The chapel once again closed only to be reopened in October with the assistance of Rev. Thomas B. Berry of the Church of the Good Shepherd on Jewett.

The mission chapel, with the consent of Bishop A. Cleveland Coxe, became self-supporting on 13 July, 1891.

Goodell Street Church: In February of the following year, the congregation purchased the lot at 160 Goodell Street an began to erect a modest brick church. Bishop Coxe placed the cornerstone on 21 August, 1892 and the congregation celebrated their first mass in the completed church on the first Sunday of December. As the church quickly proved to be too small, in July, 1897 they decided to enlarge it.

By the late 1910s, the congregation began to experience the effects of the population shift from the city to areas north of it. On 6 July, 1921, they sold the building to the Diocese and, pending the construction of a new building, began to worship in Christ Chapel on Delaware. Their former church became home to the congregation of St. Phillips which remained in the building until its demolition in 1963. (The congregation of St. Philip's currently worships in the former St. Clement's Church on Sussex Street.)
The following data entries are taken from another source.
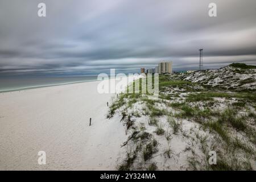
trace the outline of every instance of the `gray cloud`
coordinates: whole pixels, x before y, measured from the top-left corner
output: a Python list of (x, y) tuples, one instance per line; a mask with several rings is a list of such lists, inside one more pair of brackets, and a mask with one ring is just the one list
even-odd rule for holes
[[(37, 5), (47, 6), (47, 17)], [(0, 1), (0, 75), (174, 70), (256, 63), (256, 2), (205, 0)]]

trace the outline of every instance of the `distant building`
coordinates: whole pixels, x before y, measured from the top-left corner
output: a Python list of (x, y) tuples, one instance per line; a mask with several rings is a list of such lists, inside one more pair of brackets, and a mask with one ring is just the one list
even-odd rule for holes
[(172, 73), (172, 62), (160, 62), (158, 64), (159, 74)]
[(188, 70), (188, 71), (187, 71), (187, 73), (193, 73), (193, 72), (196, 72), (196, 71), (195, 71), (195, 70)]
[(155, 68), (150, 68), (147, 69), (147, 73), (155, 73)]
[(158, 73), (158, 67), (155, 67), (155, 73)]

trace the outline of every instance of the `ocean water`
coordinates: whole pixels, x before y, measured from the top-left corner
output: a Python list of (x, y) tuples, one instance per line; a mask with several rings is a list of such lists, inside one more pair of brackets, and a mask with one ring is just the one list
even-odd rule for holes
[(59, 77), (0, 77), (0, 92), (96, 81), (97, 76)]

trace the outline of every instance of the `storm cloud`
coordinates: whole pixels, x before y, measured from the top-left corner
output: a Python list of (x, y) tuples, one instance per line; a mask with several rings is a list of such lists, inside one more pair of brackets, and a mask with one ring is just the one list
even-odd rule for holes
[(197, 69), (201, 48), (205, 69), (255, 65), (255, 0), (0, 0), (0, 75), (135, 72), (161, 60)]

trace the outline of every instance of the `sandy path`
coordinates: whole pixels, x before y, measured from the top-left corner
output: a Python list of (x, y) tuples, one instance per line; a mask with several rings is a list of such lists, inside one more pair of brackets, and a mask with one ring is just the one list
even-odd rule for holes
[(98, 93), (98, 83), (1, 93), (0, 169), (115, 169), (126, 136), (106, 119), (114, 94)]

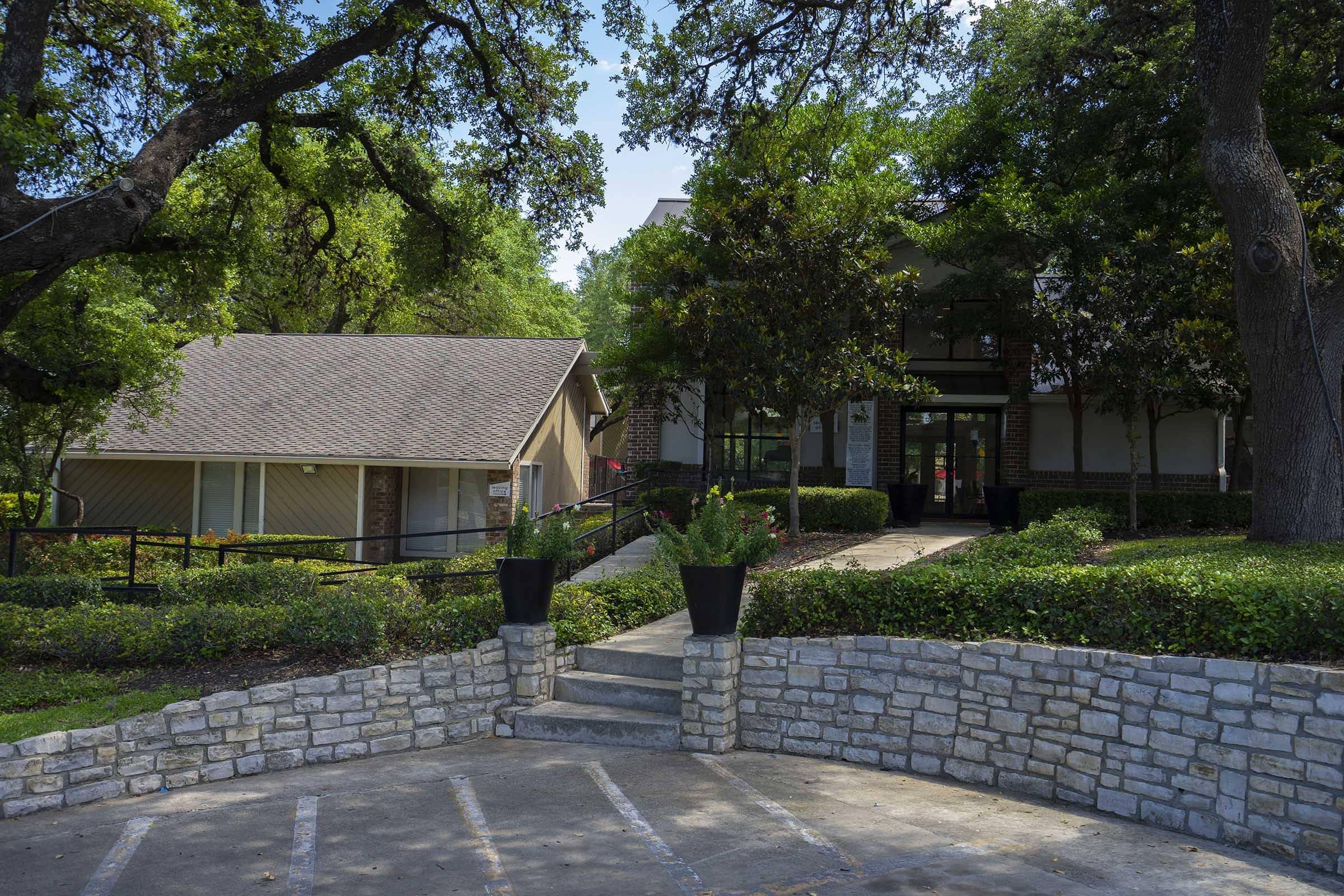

3107 Main Street: The Episcopal Diocese selected the current Main Street site and on 6 July, 1921 approved the plans submitted by Buffalo architect Robert North.

With sufficient funding available to only construct the foundation of the building, it was covered with a temporary roof. The congregation moved into the basement of the structure in 1921, prior to the completion of the auditorium.

It took almost six years to raise the necessary funding and finally, on 10 June, 1927, Bishop Henry Brent placed the cornerstone. The congregation dedicated the completed building on 15 April, 1929.

The building, constructed at a cost of $100.000 is designed in the English Gothic Style. The interior, with its wood paneled ceiling, contains the rood beam from the original church. Handcrafted in Belgium, the beam, depicting the Crucifix, Mary and St. John, is prominently hung in front of the chancel.